# Mapmaking Discussion & Philosophy (WIP/Critique) > Software Discussion >  CC3: Sheets and Effects

## Dragon Earl

First off, I am new to mapping and CC3, but, I have been following the video tutorials and I haven't met a major obstacle thus far. However, there is one thing that I just noticed regarding the Sheets and Effects option, my current map involves some mountains and in the tutorial it says to: "first draw the contour lines and then fade it from the sheets and effects section" using Edge Fade, inner. I think I have followed all the instructions but under the Contours (LAND) option I can not seem to add an Edge Fade, inner effect. The only options I have apart from all others is Edge Fade. This doesn't have the same affect though and no matter what I try I can't seem to make the mountain contours seem less harsh.

So I was wondering if anyone knows how I can find the Edge Fade, Inner effect?. Is it in some separate add on that I need to install or have I done something wrong?. 

Thanks in advance.

----------


## Steel General

Welcome Aboard!

I'm not a CC user so I can't answer your question but I'm sure someone will be along shortly that can give you a good answer.

----------


## Valarian

I'm not sure whether the Edge Fade, Inner effect has come in from one of the Annual or add-ons. I know I've got it on my selection list, but then I've got DD3, CD3 and all of the annual additions.

Anyway, the contours. You can make the contours less harsh by adding in some slight Blur and Transparency. A small amount of Edge Fade would also lessen the harshness of the transition and server to blend the contours in to one another, just from the edge outward rather than inside to the edge.

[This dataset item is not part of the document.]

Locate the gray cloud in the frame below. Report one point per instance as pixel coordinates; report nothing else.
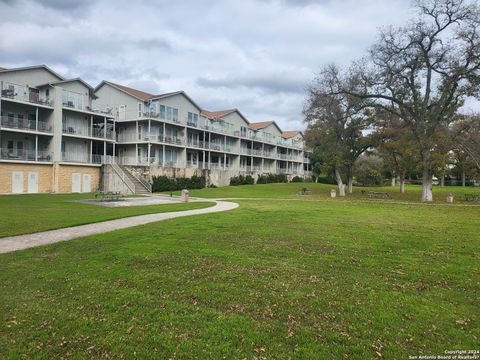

What effects do you have to play with? Any chance of a screen shot with the basic list? It's been so long since I've had the basic set on the effects list I've forgotten what's available out of the box.

----------


## NeonKnight

I am currently using CC3 version 3.24, and have access to the edge fade inner. What version are you using?

----------


## el_gonza

[Text deleted]

----------


## Gamerprinter

You are going to have to get that from ProFantasy. Nobody here is going to upload that version for a free download, that constitutes software piracy - and no one here is going to do that for you.

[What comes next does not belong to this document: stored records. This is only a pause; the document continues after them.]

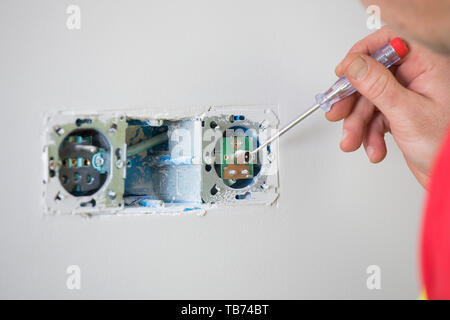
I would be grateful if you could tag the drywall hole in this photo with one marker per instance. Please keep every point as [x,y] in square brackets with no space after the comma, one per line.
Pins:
[80,122]
[213,124]
[214,190]
[91,203]
[243,196]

I would contact Profantasy and try to arrange a way for you to purchase it, I'm sure they will work with you in getting that accomplished.

GP

----------


## unre9istered

I'm having a similar problem with water contour lines.

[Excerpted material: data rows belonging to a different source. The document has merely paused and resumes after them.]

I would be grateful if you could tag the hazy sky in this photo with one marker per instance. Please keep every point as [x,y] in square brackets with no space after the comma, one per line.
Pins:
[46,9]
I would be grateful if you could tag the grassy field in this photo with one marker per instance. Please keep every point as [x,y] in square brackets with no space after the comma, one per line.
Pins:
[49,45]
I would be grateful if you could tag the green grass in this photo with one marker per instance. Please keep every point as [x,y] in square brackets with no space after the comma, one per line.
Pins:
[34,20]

I placed all the contour lines on the Contours (Sea) sheet and then added an inner edge fade to make them blend together.  The first contour line faded in nicely, but the others are still sharp.  What am I missing?

You can see in this screen shot how the bottom two water colors fade together so well you almost don't realize there's two colors.  The next two levels of darkening aren't fading together at all.

----------


## anomiecoalition

Each of your colors needs to be on its own sheet with its own edge fade inner effect.

----------


## unre9istered

Thanks!
That's what I was missing.  There are so many little tricks to figure out with this program, but once you do, the maps are amazing.

----------